Rose was one of the Knight Science Journalism fellows this year, who was interested in an article I’d written on NASA’s Wilkinson Microwave Anisotropy Probe. She had come to talk with me on a day when Jack was hanging out in my office after school. Rose was both younger and less glamorous than Charlie in that photograph, but she was a tall Nigerian woman with short hair; I thought she was the only person Jack might have seen in my office whom he could have confused with Charlie.
“Rose?” Jack said incredulously. “I know Rose. She got me the CMB with googly eyes.”
I had told the Knight fellows that Jack was curious about the cosmic microwave background. Sometimes it feels like I end up regretting every anecdote I allow myself to tell about my son at work. Anyone would be attracted to the brightly colored map of the early universe created by NASA’s WMAP—an especially pretty golden satellite that spins around the project’s home page in animated form. A basic version of the concept—that the satellite took a picture of light left over from the Big Bang, teaching us a lot about the history of the universe—is possible to explain even to a six-year-old; it didn’t signify anything exceptional about my child that he was interested.
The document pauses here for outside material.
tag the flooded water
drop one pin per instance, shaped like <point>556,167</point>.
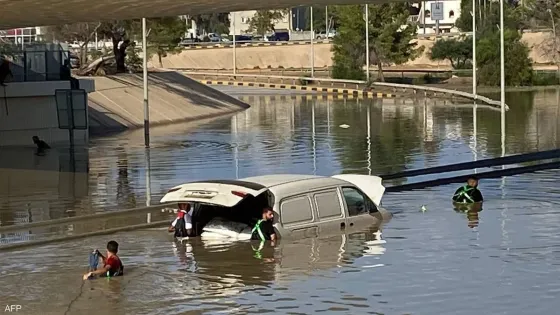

Nevertheless, Rose had managed to find a cosmic microwave background stuffed toy (an item that could have been procured only in the immediate vicinity of MIT) and bring it in for Jack, and so naturally he remembered her.
“So who did you see in my office who looked like Charlie?”
“Not your work office,” Jack said. “Upstairs.”
I was lost. “Here?”
Now Jack finally looked at the picture on the calendar. “She’s pretty.”
“Yep.”
If he doesn’t want to answer a question, you can’t push him. I waited, and sure enough, he continued.
“She was sitting at your desk, and I said, ‘Hi.’ I scared her.” He smiled, as if at a real memory. “She—” He jumped a little in his chair and opened his eyes wide, a parody of adult surprise.
I have always thought that if there were ghosts, they would be unlikely to act as purposefully as they do in popular representations. It didn’t make sense to think of incorporeal human beings who nevertheless retained all of the preoccupations of the living. If they appeared among us, I thought it would be in the manner of subatomic particles, appearing and disappearing according to the energy transfers of quantum mechanics; and further, that our ability to perceive anything about them would be severely limited, just as all interactions between classical and quantum systems are limited.